And it takes everything I can muster and one great drag of air to call, “Be careful!”

I shut the front door, a wave of relief washing over me, and slump down on the mat, burying my head in my hands. Even after all these years, the feeling is terrifyingly familiar.

“Breathe,” I whisper to myself, trying to drag in air, “breathe.”

And when I can’t even make the word sound out anymore, I continue to mouth it silently.

“Breathe.”

“Breathe.”

Chapter 2

Breathe

I remember it was my fault we were running late. Mine and that damn polar bear.

“Are you sure this is the right way?” asked Michael, stumbling over some brambles.
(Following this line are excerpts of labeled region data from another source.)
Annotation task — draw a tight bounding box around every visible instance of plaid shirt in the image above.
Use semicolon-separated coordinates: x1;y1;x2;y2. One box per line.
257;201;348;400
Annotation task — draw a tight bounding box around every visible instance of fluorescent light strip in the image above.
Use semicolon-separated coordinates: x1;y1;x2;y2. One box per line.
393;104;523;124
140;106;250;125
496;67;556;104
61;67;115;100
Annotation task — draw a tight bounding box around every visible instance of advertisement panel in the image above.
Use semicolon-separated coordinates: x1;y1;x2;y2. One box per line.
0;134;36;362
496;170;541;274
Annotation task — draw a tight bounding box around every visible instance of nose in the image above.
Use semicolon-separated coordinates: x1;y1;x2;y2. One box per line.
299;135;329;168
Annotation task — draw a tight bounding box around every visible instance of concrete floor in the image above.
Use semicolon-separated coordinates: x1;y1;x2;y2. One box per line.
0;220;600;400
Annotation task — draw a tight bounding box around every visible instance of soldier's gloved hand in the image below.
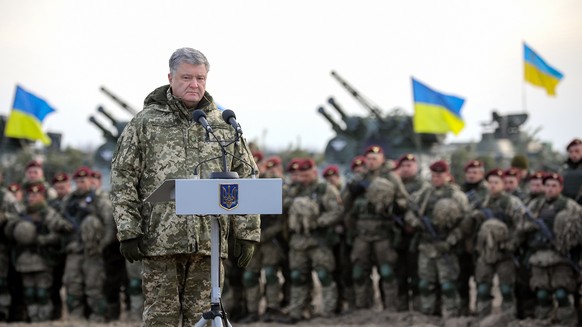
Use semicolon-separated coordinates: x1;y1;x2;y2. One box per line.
119;237;144;263
234;239;257;268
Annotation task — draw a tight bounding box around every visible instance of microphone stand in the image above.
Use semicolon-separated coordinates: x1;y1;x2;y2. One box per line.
194;125;256;327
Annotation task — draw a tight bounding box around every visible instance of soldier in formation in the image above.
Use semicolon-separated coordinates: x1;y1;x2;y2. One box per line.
406;160;469;317
4;181;72;322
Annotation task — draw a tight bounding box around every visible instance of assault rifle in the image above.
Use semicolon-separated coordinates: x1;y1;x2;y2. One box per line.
522;205;580;274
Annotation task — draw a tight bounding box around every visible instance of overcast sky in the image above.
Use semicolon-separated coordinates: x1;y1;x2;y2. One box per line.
0;0;582;151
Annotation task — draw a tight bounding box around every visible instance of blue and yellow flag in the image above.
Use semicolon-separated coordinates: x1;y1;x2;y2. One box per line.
4;85;55;145
523;43;564;96
412;78;465;135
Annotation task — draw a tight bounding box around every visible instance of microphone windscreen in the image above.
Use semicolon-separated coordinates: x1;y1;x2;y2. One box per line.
192;109;206;122
222;109;236;124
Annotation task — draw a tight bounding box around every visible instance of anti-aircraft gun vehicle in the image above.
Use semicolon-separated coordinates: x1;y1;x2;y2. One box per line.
317;71;445;167
89;86;137;188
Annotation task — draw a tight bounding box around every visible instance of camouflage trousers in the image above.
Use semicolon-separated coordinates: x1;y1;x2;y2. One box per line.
125;261;144;320
22;269;53;322
289;242;337;319
350;236;398;310
63;253;107;321
243;242;285;313
475;257;516;317
0;246;12;321
143;253;224;327
418;251;459;316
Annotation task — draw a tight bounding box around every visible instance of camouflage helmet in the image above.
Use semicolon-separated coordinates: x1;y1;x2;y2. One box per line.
366;177;396;212
432;198;463;228
13;220;36;245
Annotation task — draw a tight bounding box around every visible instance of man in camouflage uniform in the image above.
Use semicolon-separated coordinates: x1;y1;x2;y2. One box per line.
0;171;20;321
406;160;469;317
471;169;523;317
503;168;527;201
395;153;430;311
515;171;546;319
240;156;287;323
288;159;343;322
49;172;71;320
522;173;582;326
348;145;408;311
5;182;72;322
457;160;488;316
111;48;260;326
63;167;115;322
561;138;582;204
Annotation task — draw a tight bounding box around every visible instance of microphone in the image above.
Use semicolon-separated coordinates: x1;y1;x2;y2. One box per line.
192;109;214;133
222;109;242;134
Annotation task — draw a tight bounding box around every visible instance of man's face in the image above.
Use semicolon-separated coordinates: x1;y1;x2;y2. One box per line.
325;175;341;186
26;193;44;206
24;167;43;181
465;167;485;184
75;177;93;193
168;62;208;107
529;178;544;193
366;152;386;171
298;169;317;185
487;176;505;194
503;176;519;193
430;171;449;187
568;144;582;162
398;160;418;178
53;181;71;199
544;179;563;199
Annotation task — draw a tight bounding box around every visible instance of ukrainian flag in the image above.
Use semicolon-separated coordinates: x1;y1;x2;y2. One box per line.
412;78;465;135
4;85;55;145
523;43;564;96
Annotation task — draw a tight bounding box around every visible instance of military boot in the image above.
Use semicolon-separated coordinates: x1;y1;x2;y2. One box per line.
289;285;309;322
380;281;408;312
321;282;337;317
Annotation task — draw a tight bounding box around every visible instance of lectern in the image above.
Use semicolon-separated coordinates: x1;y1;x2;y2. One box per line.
145;178;283;327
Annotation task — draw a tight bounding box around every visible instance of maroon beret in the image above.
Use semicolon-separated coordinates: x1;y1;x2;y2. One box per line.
73;166;91;178
429;160;449;173
25;160;42;169
265;156;282;168
25;182;46;193
364;144;384;155
51;173;69;184
323;165;339;177
543;173;564;185
7;183;22;193
566;138;582;151
350;156;366;170
485;168;505;179
253;151;264;163
464;160;485;172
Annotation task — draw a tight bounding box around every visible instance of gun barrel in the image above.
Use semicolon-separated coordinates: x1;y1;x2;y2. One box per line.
327;97;348;121
331;70;384;121
317;107;343;133
97;106;118;126
89;116;117;141
101;86;137;116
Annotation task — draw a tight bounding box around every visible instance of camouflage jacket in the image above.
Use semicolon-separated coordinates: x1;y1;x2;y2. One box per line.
5;205;72;273
110;85;260;257
62;190;115;254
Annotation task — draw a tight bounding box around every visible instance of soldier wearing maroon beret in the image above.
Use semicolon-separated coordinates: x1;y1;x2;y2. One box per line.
321;165;342;191
459;159;489;315
560;138;582;205
405;160;470;316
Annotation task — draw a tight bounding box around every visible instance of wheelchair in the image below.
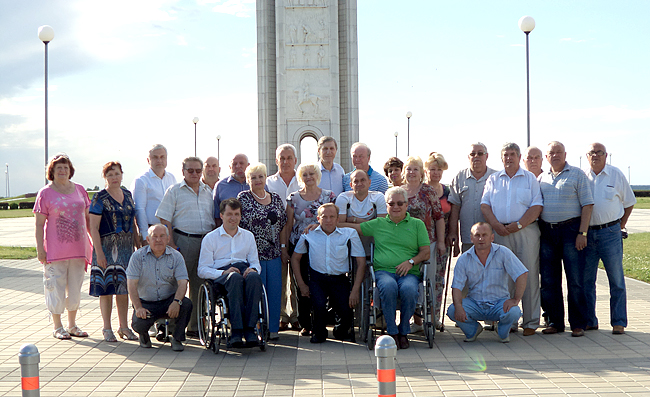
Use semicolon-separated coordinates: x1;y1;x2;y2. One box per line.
359;244;436;350
197;280;270;354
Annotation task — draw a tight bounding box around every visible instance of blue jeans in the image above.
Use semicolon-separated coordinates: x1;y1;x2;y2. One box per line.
539;218;587;331
375;270;420;335
260;257;282;332
447;297;521;339
584;223;627;327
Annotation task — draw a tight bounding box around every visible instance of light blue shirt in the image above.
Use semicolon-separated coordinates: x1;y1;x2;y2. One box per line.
537;163;594;223
318;161;345;196
481;167;544;223
343;166;388;194
451;243;528;304
294;226;366;276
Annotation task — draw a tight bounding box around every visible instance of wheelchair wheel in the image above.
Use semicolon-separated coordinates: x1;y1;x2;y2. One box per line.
196;284;214;349
422;280;436;349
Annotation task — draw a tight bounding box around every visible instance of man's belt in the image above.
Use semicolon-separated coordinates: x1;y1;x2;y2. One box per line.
589;219;621;230
540;216;580;229
174;229;207;238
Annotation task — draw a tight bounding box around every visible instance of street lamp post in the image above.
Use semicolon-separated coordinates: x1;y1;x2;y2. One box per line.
38;25;54;185
393;131;399;157
406;111;413;156
217;135;221;161
519;15;535;146
192;117;199;157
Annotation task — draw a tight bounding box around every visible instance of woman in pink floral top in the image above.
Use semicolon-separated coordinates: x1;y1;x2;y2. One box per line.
34;154;92;339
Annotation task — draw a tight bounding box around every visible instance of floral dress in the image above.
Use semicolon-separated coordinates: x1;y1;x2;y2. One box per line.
90;188;135;296
287;189;336;245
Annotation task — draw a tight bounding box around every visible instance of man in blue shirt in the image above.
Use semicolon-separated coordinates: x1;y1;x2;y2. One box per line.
291;203;366;343
447;222;528;343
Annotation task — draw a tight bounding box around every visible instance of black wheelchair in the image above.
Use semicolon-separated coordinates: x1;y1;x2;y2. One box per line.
359;244;436;350
197;280;270;354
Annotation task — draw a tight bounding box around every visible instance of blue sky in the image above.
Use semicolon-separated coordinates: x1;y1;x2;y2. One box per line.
0;0;650;195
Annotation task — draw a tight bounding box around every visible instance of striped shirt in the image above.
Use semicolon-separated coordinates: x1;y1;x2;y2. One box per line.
451;243;528;303
537;162;594;223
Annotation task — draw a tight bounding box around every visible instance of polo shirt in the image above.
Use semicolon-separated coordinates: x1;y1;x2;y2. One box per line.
212;175;251;219
359;212;430;276
451;243;528;303
126;245;189;302
586;164;636;226
343;166;388;194
294;226;366;276
537;162;594;223
481;167;544;223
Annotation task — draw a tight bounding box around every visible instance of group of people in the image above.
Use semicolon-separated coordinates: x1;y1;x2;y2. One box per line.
34;136;635;351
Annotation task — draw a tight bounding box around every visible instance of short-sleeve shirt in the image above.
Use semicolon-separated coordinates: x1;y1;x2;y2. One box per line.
342;166;388;194
449;167;496;244
294;226;366;276
287;189;336;245
587;164;636;226
359;213;430;276
237;190;287;261
407;184;444;243
336;191;388;219
126;245;189;302
481;167;544;223
451;243;528;303
34;183;92;264
537;163;594;223
89;188;135;237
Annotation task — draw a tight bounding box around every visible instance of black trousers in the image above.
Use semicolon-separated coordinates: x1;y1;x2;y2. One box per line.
131;295;193;341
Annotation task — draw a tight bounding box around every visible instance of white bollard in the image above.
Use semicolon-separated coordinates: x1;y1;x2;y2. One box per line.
375;335;397;397
18;343;41;397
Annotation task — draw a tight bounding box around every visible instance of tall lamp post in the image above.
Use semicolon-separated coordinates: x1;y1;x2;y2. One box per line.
406;111;413;156
38;25;54;185
217;135;221;161
393;131;399;157
192;117;199;157
519;15;535;146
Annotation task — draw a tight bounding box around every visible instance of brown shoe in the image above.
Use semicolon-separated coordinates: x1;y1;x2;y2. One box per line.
399;335;411;349
524;328;535;336
571;328;585;338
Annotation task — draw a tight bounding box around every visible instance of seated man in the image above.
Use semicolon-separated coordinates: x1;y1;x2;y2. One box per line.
342;187;430;349
198;198;262;347
126;223;192;351
291;203;366;343
447;222;528;343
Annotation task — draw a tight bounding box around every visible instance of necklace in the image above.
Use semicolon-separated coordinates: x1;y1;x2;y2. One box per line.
251;190;267;201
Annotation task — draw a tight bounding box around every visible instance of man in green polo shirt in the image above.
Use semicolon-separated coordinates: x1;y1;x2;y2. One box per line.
355;187;429;349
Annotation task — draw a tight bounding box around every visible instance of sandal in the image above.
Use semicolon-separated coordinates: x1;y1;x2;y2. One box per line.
52;327;72;340
117;327;139;340
102;329;117;342
68;325;88;338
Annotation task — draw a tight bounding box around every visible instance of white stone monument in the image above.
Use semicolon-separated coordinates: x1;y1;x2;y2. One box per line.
257;0;359;174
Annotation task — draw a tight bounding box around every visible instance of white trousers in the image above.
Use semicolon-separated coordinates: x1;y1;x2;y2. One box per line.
43;258;86;314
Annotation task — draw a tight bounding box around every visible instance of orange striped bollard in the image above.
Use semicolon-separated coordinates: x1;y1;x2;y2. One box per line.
18;343;41;397
375;335;397;397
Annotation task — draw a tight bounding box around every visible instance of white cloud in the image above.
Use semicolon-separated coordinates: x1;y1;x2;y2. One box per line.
212;0;255;18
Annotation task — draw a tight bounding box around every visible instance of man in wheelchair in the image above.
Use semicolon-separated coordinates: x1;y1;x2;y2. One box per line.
126;223;192;351
291;203;366;343
198;198;262;347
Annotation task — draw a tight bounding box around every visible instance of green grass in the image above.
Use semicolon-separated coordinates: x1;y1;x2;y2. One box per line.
0;208;34;219
0;247;36;259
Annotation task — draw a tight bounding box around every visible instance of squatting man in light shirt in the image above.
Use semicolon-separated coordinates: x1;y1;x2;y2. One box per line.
447;222;528;343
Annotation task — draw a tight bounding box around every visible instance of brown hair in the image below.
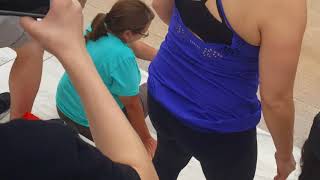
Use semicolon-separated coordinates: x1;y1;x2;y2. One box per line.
85;0;154;42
He was trying to sound casual, but I knew him well enough to catch the anxiety in his voice. We all should have been home by now, and while fifteen minutes wasn’t going to mean the end of the world for the rest of us, Michael’s dad approached life with military precision. The consequence for him being back late would be well beyond the raised eyebrow and disapproving glance at the clock that the rest of us would get. I was the only one who knew what his dad could be like, but I hadn’t been thinking about Michael when I held everyone up that evening. All I’d been thinking about was that stupid polar bear.

“Yeah, this is the right way,” I assured him, although I was having doubts.

Tom and I had come this way once before, and I’d suggested it as a shortcut home. But although I remembered skirting the overgrown, abandoned allotments, I didn’t remember trudging through them. We stumbled over dried clods of soil, hard and lumpy beneath the soles of our trainers.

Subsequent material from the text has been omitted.